Well I had another of my patented sleepless nights last night. I was prescribed Ambien two days ago and it worked well the night before, but I decided not to take it last night.

Here's how I'm coping with the disappointment: I'm going to Istanbul. ...and Italy.

I booked airfare to from home to Rome, and then, a week later, flying from Rome to Istanbul. Right smack at the beginning of 2012, I leave Minneapolis on New Year's Day.
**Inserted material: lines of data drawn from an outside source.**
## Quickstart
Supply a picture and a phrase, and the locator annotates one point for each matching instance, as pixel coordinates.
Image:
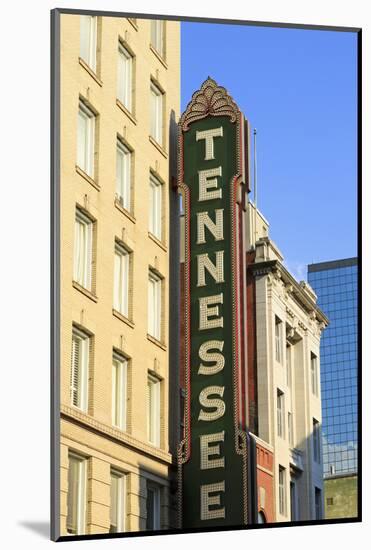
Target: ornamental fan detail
(212, 100)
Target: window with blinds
(155, 207)
(156, 113)
(79, 369)
(289, 353)
(314, 373)
(123, 175)
(153, 521)
(153, 410)
(76, 497)
(86, 139)
(154, 305)
(280, 414)
(282, 490)
(83, 245)
(125, 77)
(88, 40)
(119, 391)
(118, 502)
(290, 429)
(158, 36)
(278, 339)
(121, 280)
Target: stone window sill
(85, 291)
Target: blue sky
(298, 88)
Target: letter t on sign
(208, 136)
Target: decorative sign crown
(212, 100)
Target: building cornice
(87, 421)
(293, 289)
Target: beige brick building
(120, 90)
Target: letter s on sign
(218, 404)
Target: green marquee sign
(212, 457)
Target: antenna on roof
(255, 189)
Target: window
(290, 429)
(156, 113)
(261, 517)
(82, 269)
(318, 502)
(293, 500)
(124, 77)
(316, 441)
(288, 365)
(154, 305)
(155, 207)
(79, 369)
(123, 175)
(118, 502)
(314, 373)
(278, 338)
(282, 490)
(280, 414)
(153, 507)
(121, 281)
(88, 40)
(76, 498)
(86, 139)
(119, 391)
(157, 36)
(153, 410)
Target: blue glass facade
(335, 284)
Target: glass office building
(335, 284)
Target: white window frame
(314, 373)
(155, 206)
(88, 40)
(83, 250)
(86, 139)
(316, 441)
(121, 280)
(156, 492)
(280, 414)
(154, 410)
(81, 493)
(80, 350)
(278, 338)
(158, 36)
(282, 490)
(119, 391)
(290, 428)
(154, 305)
(289, 352)
(157, 98)
(123, 174)
(125, 76)
(121, 500)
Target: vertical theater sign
(213, 455)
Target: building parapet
(296, 459)
(300, 293)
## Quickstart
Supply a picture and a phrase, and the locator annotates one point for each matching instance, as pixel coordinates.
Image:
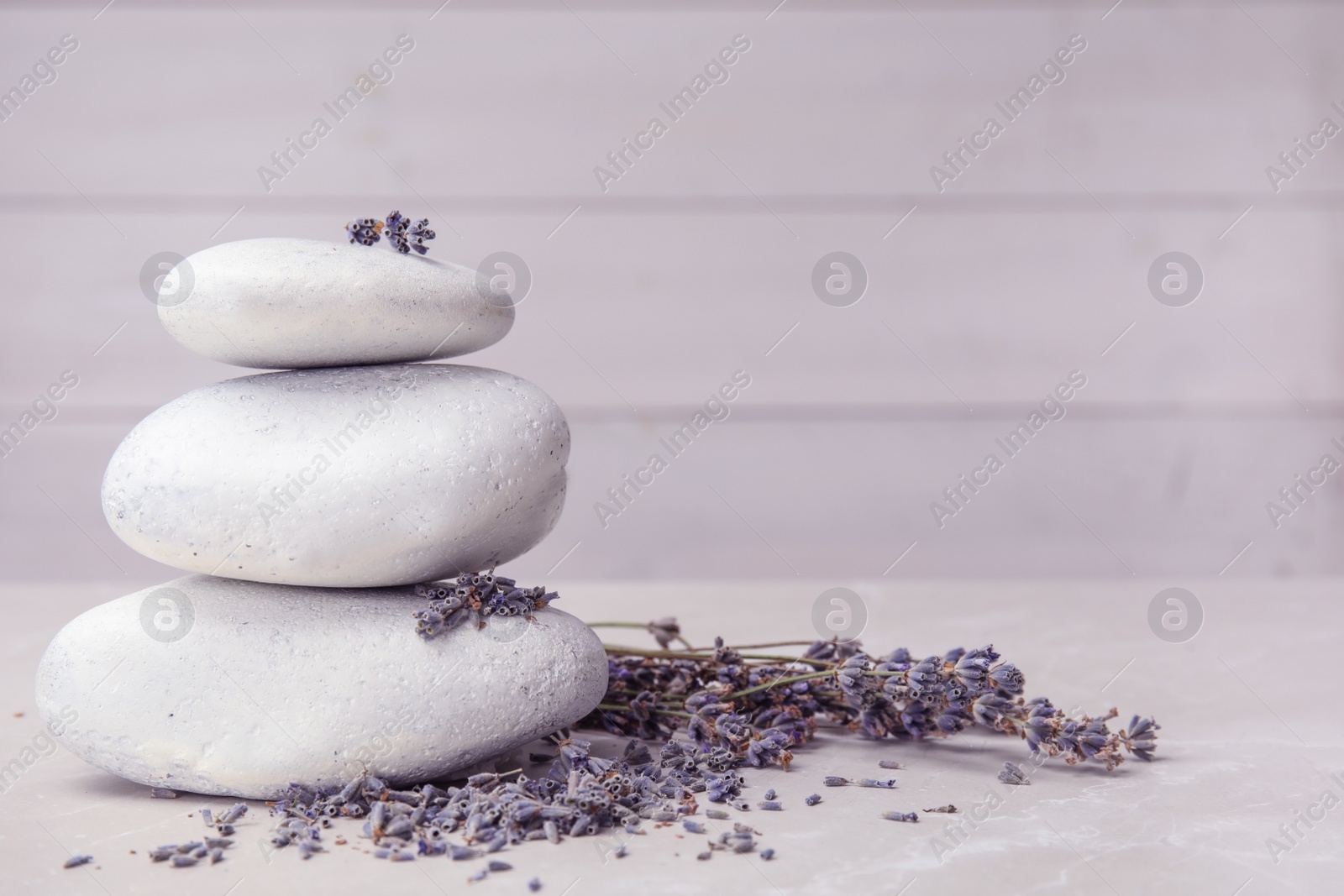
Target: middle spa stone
(343, 477)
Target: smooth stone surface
(346, 477)
(241, 688)
(302, 302)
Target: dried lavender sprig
(476, 594)
(759, 707)
(402, 233)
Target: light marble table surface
(1250, 738)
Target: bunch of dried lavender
(481, 594)
(756, 707)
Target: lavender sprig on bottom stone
(476, 594)
(757, 707)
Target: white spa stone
(344, 477)
(235, 688)
(300, 302)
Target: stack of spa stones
(309, 501)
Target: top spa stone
(302, 302)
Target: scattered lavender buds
(402, 233)
(580, 795)
(480, 594)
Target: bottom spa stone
(237, 688)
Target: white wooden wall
(699, 259)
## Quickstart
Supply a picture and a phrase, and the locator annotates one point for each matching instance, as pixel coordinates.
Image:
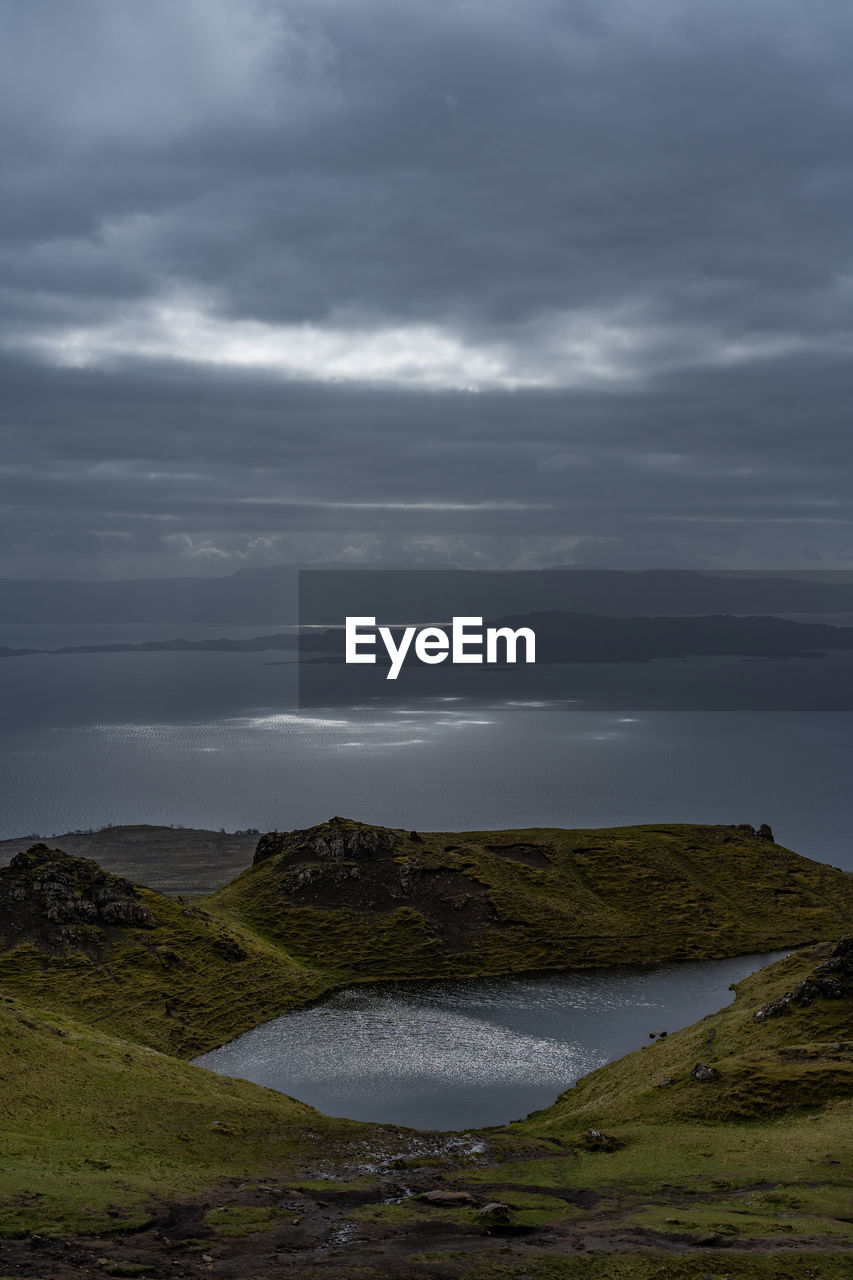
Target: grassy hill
(374, 903)
(126, 959)
(731, 1139)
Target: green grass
(95, 1127)
(97, 1121)
(454, 905)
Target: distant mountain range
(560, 638)
(267, 597)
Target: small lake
(459, 1055)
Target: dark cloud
(468, 283)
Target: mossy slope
(374, 903)
(94, 1127)
(133, 961)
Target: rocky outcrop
(49, 896)
(831, 979)
(338, 839)
(703, 1073)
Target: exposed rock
(53, 899)
(337, 839)
(229, 949)
(439, 1197)
(495, 1216)
(597, 1141)
(831, 979)
(122, 912)
(775, 1009)
(703, 1073)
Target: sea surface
(457, 1055)
(217, 740)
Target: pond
(456, 1055)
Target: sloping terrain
(723, 1150)
(133, 961)
(625, 1176)
(374, 903)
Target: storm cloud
(471, 283)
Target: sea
(218, 740)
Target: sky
(446, 282)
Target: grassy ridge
(95, 1128)
(154, 969)
(480, 903)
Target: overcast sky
(430, 282)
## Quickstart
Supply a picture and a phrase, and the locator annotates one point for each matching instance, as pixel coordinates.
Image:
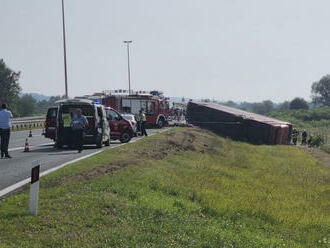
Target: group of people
(5, 125)
(304, 136)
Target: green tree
(9, 86)
(321, 91)
(299, 103)
(283, 106)
(263, 108)
(27, 106)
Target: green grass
(315, 121)
(182, 188)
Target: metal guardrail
(27, 123)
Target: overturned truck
(238, 124)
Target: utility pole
(127, 42)
(64, 48)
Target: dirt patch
(321, 156)
(104, 169)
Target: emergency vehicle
(155, 106)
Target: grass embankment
(183, 188)
(315, 121)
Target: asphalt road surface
(41, 149)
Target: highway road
(41, 149)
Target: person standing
(143, 121)
(78, 124)
(5, 125)
(304, 137)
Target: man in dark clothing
(143, 121)
(5, 125)
(78, 124)
(304, 138)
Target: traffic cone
(26, 147)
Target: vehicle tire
(58, 145)
(107, 143)
(160, 123)
(125, 138)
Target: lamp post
(127, 42)
(64, 48)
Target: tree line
(10, 93)
(320, 91)
(26, 105)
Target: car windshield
(128, 117)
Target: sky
(241, 50)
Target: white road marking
(25, 181)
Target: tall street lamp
(127, 42)
(64, 48)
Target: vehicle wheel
(58, 145)
(160, 123)
(125, 138)
(107, 143)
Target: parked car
(132, 121)
(50, 123)
(121, 128)
(97, 131)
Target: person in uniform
(5, 125)
(78, 124)
(143, 120)
(304, 138)
(295, 134)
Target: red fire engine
(156, 108)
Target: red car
(120, 128)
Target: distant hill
(38, 97)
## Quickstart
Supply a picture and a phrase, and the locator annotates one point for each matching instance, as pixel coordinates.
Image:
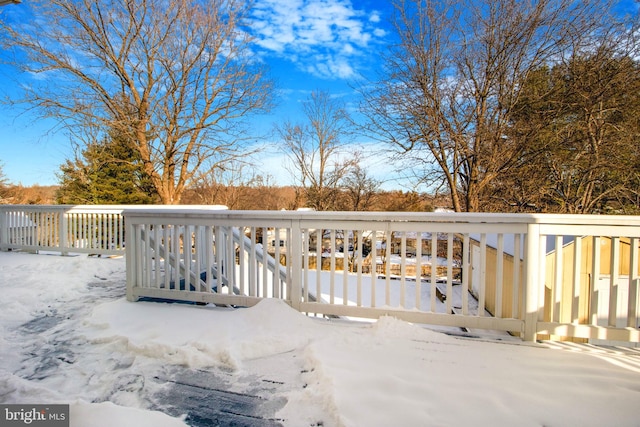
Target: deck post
(531, 282)
(4, 231)
(63, 237)
(294, 278)
(130, 259)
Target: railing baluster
(576, 283)
(332, 267)
(633, 319)
(556, 285)
(613, 281)
(434, 269)
(482, 286)
(449, 300)
(418, 271)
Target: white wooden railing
(533, 275)
(62, 228)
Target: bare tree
(450, 84)
(175, 76)
(315, 149)
(360, 189)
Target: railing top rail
(441, 217)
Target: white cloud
(326, 38)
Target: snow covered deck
(534, 276)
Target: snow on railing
(532, 275)
(486, 271)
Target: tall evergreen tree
(578, 122)
(106, 172)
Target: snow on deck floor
(67, 335)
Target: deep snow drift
(67, 335)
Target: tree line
(511, 106)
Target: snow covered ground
(67, 335)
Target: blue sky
(308, 45)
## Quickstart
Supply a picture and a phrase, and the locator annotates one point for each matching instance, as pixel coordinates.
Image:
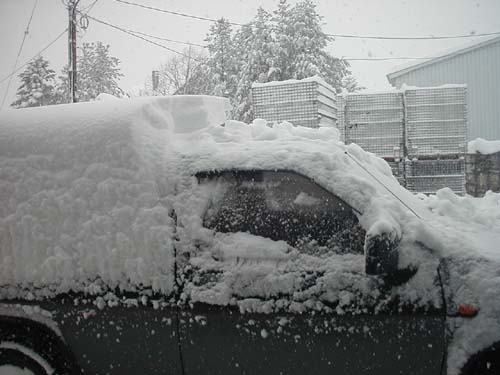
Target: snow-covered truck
(143, 237)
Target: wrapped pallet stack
(309, 102)
(420, 132)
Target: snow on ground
(483, 146)
(87, 193)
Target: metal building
(477, 66)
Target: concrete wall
(482, 173)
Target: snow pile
(82, 194)
(466, 231)
(88, 194)
(483, 146)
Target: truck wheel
(17, 360)
(31, 348)
(486, 362)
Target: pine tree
(37, 85)
(97, 72)
(254, 42)
(222, 56)
(184, 74)
(289, 44)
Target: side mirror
(381, 253)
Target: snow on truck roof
(74, 179)
(86, 191)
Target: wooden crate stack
(310, 102)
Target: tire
(20, 360)
(486, 362)
(34, 347)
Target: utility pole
(72, 7)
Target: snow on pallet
(309, 102)
(412, 124)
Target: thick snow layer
(483, 146)
(317, 79)
(82, 189)
(466, 231)
(88, 191)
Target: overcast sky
(361, 17)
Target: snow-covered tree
(287, 44)
(255, 44)
(183, 74)
(37, 85)
(222, 58)
(302, 45)
(97, 72)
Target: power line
(352, 36)
(166, 39)
(387, 58)
(144, 39)
(137, 34)
(38, 53)
(19, 53)
(87, 11)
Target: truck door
(273, 282)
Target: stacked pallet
(310, 102)
(436, 120)
(428, 176)
(436, 131)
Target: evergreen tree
(97, 72)
(37, 85)
(222, 56)
(255, 44)
(185, 74)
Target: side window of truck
(282, 206)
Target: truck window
(283, 206)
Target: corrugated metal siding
(480, 70)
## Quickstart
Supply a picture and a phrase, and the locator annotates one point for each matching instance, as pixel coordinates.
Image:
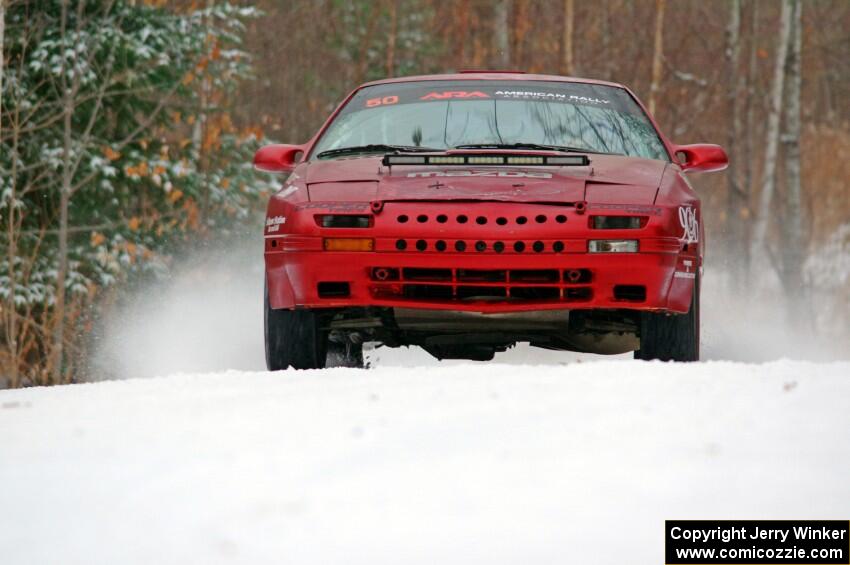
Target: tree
(99, 175)
(792, 236)
(763, 212)
(501, 32)
(567, 61)
(734, 194)
(657, 55)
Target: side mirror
(701, 157)
(277, 158)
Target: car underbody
(454, 334)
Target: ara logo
(503, 174)
(273, 224)
(453, 94)
(690, 224)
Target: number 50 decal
(385, 101)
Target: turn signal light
(349, 244)
(612, 246)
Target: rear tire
(293, 339)
(671, 337)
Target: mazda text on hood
(467, 213)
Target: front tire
(671, 337)
(293, 338)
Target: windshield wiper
(538, 146)
(374, 148)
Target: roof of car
(493, 75)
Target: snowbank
(469, 463)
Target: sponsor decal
(550, 96)
(273, 224)
(502, 174)
(689, 223)
(453, 94)
(632, 208)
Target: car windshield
(448, 114)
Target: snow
(461, 463)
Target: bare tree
(657, 54)
(391, 37)
(792, 224)
(567, 61)
(501, 33)
(734, 196)
(749, 137)
(772, 132)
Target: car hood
(608, 179)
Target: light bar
(348, 244)
(617, 222)
(343, 221)
(487, 159)
(612, 246)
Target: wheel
(293, 339)
(671, 337)
(345, 355)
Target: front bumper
(528, 269)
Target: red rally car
(465, 213)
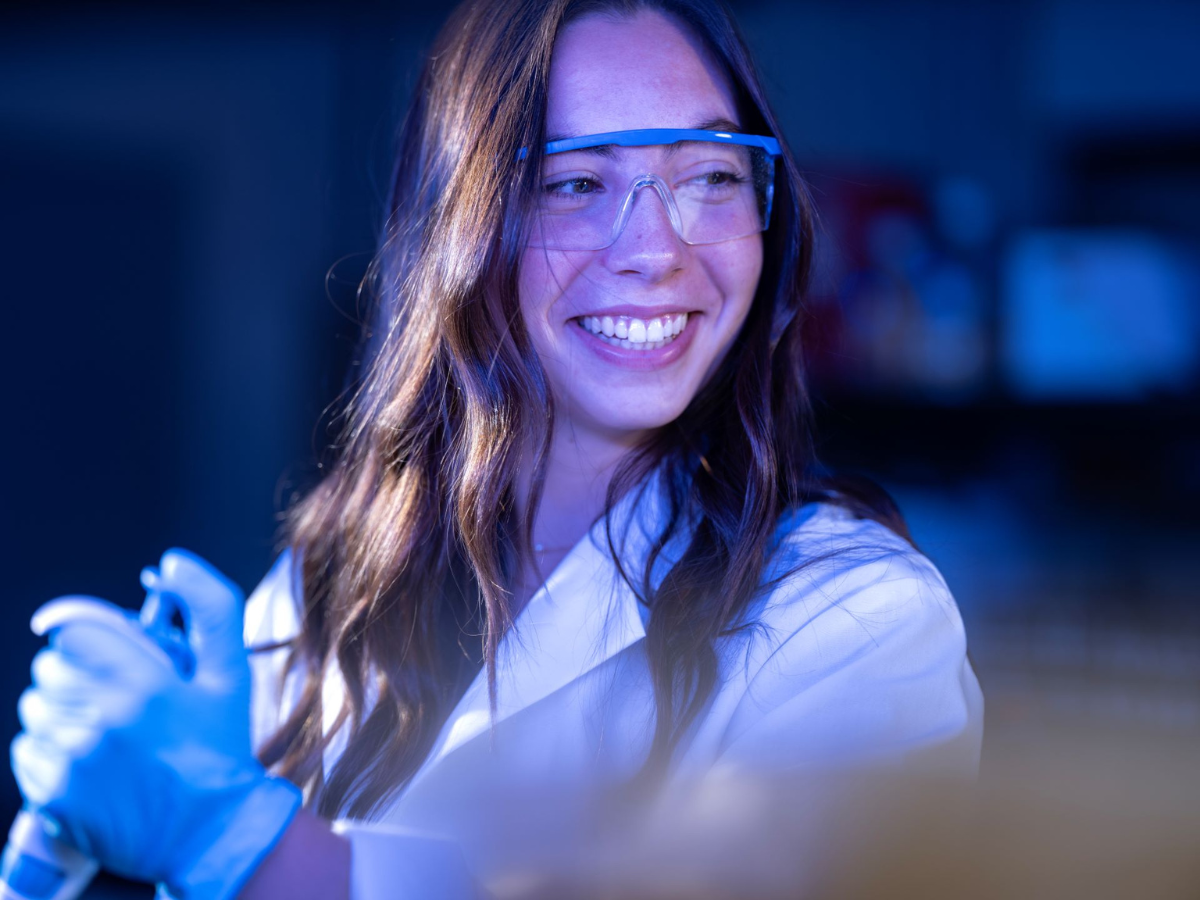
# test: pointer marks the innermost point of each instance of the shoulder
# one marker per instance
(856, 652)
(273, 619)
(273, 607)
(825, 559)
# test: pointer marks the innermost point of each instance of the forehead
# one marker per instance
(641, 71)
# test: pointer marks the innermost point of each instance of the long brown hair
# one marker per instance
(413, 531)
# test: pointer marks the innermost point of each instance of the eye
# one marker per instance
(571, 187)
(719, 178)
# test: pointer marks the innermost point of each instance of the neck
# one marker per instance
(579, 469)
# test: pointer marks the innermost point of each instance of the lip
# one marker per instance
(639, 360)
(640, 312)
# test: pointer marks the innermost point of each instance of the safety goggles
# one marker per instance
(715, 186)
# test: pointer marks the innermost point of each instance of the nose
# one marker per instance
(647, 244)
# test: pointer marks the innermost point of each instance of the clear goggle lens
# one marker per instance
(712, 192)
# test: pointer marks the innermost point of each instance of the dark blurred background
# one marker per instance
(1006, 328)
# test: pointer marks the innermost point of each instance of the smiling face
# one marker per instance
(619, 75)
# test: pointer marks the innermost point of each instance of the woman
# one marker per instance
(573, 540)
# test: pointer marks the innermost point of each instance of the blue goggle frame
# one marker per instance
(648, 137)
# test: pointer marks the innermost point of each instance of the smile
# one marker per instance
(634, 334)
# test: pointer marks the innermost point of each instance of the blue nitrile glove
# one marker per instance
(145, 768)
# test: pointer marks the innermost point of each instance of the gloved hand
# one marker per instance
(144, 768)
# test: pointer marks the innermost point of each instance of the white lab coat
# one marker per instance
(858, 659)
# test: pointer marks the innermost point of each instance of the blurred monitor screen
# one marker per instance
(1102, 316)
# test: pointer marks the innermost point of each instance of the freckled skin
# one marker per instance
(618, 75)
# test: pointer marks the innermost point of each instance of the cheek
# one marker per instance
(543, 277)
(735, 268)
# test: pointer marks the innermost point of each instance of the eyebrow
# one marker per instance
(606, 150)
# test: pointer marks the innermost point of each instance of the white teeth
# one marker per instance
(636, 334)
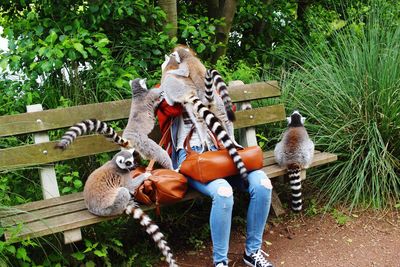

I oughtta be thrilled. I seem to be going through odd grief over the sudden death of my study abroad plans. I actually felt like I got over it pretty quick after the initial hour or two of heartbreak. I started looking forward to the other opportunities that will now be open to me without this study abroad in place: First, all the money I was going to tap for the study abroad. It's freed up. Mostly I'll be saving it to keep living while I focus on school, but I'm tapping into a little of it for the new trip abroad. The entire airfare was just over $1300, though. I really should be celebrating naked in the streets. That's the total cost to fly from here to Rome, Rome to Istanbul, and then back home. Hostels are also awful cheap so lodging won't bruise me too bad, either.

I also bought two tickets to Les Miserables here in Minneapolis for my fiance and myself.

Anyway, even though I just booked the Italy/Istanbul trip less than an hour ago, I'm not overwhelmed with excitement. It's probably the sleepless night. The pressure of the current semester of school is still on. The weather's starting to turn cold. I'm sure there is plenty of lingering disappointment over the thwarted study abroad plans. I think a big thing is that I'll be taking this trip alone, and I don't speak Italian or Turkish so I suppose I'm a little anxious about how well I'll get around when I'm over there. That is probably the big thing. I'm going, though. It's Europe, not Nanking.

I'll be fulfilling a lifelong dream in visiting Italy.